Meet the 2018 winners of The Patsy Collins Award for Excellence in Education, Environment, and…
Each year, IslandWood is proud to partner with Seattle Foundation in honoring three extraordinary Washington K-12 teachers with the Patsy Collins Award for Excellence in Education, Environment, and Community.
The award, which grants recipients a $10,000 prize, was established by an anonymous donor in memory of philanthropist and civic leader Patsy Collins, who believed deeply in the importance of education to cultivate stewardship of the environment.
The three exceptional educators honored with the award this year – Aidé Villalobos, Sarah Hart, and William Depusoy – have each, in the words of John Haskin, Senior Vice President for Education at IslandWood, “demonstrated exceptional incorporation of environment and community for meaningful learning experiences with their students.”
Read on to meet each of these educators, who are igniting change every day in their schools, communities, and environment.
Aidé Villalobos | Evergreen Elementary School, Shelton
“This award represents the cultures, languages, histories, dreams, successes and challenges of my students and myself. It is a reminder of the empowerment and transformation that an education and profession have the potential to achieve. It is the result of countless partnerships and community members committed to creating opportunities beyond the classrooms walls that our youth deserve. Finally, this award represents my determination to support our underrepresented youth to become the faces and voices of leadership and change in our communities and environment.”
Aidé Villalobos is a dual immersion second grade teacher at Evergreen Academy in Shelton. She uses interdisciplinary learning experiences to make equity-based environmental education compelling and relevant for her students. Aidé has built strong alliances in the community with local environmental experts to both support learning and inspire her students in and out of the classroom. As she says, “Connecting to my school community is necessary to empower my students to become responsible stewards of their community.”
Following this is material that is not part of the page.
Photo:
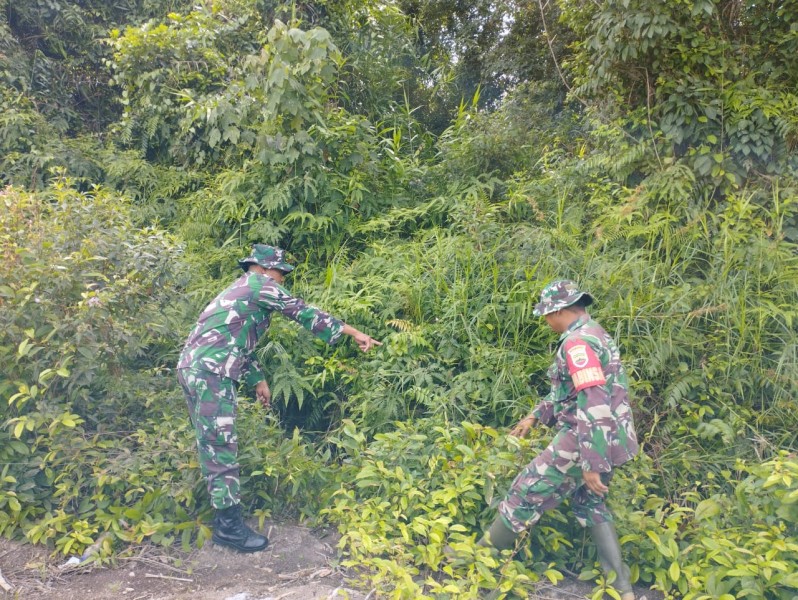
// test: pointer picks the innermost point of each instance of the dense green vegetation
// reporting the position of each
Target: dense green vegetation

Sarah Hart | Broad View Elementary, Oak Harbor
“Who knew that I’d be Wonder Worm Woman? The Patsy Collins award is the highlight of my career.”
Sarah Hart is an elementary teacher at Oak Harbor Elementary on Whidbey Island. She has developed a wide range of inclusive community-based projects for her students focused on composting, gardening, and robotics. An advocate for school and district-wide advances in sustainability, she helped Broad View Elementary become a 2018 U.S. Department of Education Green Ribbon School, and Oak Harbor School District become a 2019 U.S. Department of Education Green Ribbon District Sustainability Awardee. In recent years, she has independently pursued professional development opportunities to further incorporate climate science into her classroom. As she says, “the children I influence today will help our environment and save the world tomorrow.”
William Depusoy | Dunlap Elementary School, Seattle
“Applying for this award has been just about as great as receiving it, because it made me look back at my teaching over two decades, digging through old boxes full of raincoats, gloves and trowels along with water testing equipment and laminated taxonomy charts, to truly reflect on what I have been up to. And what a packrat I have been! Old microscopes, field journals, bags of gravel and soil, fishnets and seeds started spilling out from the shelves. I always wanted to teach this way, and I wanted kids that resembled me or were my neighbors (in Rainier Beach) to get the chance to learn this way. I wanted us to work together to understand the ecology of our neighborhood better and help it out, so this award has given us an opportunity to remember and celebrate all that we have done together for that.
I recently went to an Audubon native plant sale at Seward Park. While I purchased a red huckleberry, the attendant asked me where I taught. She was a Dunlap alumni who now is a sophomore studying environmental science at UW. She remembered me taking her class to IslandWood. I hope my work influenced her.”
William Depusoy teaches fourth grade at Dunlap Elementary in the same Seattle community where he grew up. As an educator, William is committed to providing his students with a rich variety of hands-on environmental learning experiences that center justice, stewardship, and civics. His aim is to “nurture a culture of organizing around the environmental health of our community.” From leading students in removing invasive plants to exploring the scientific and cultural significance of orcas, William’s teaching centers on the belief that when students “have the knowledge, they also have the stake in what happens.”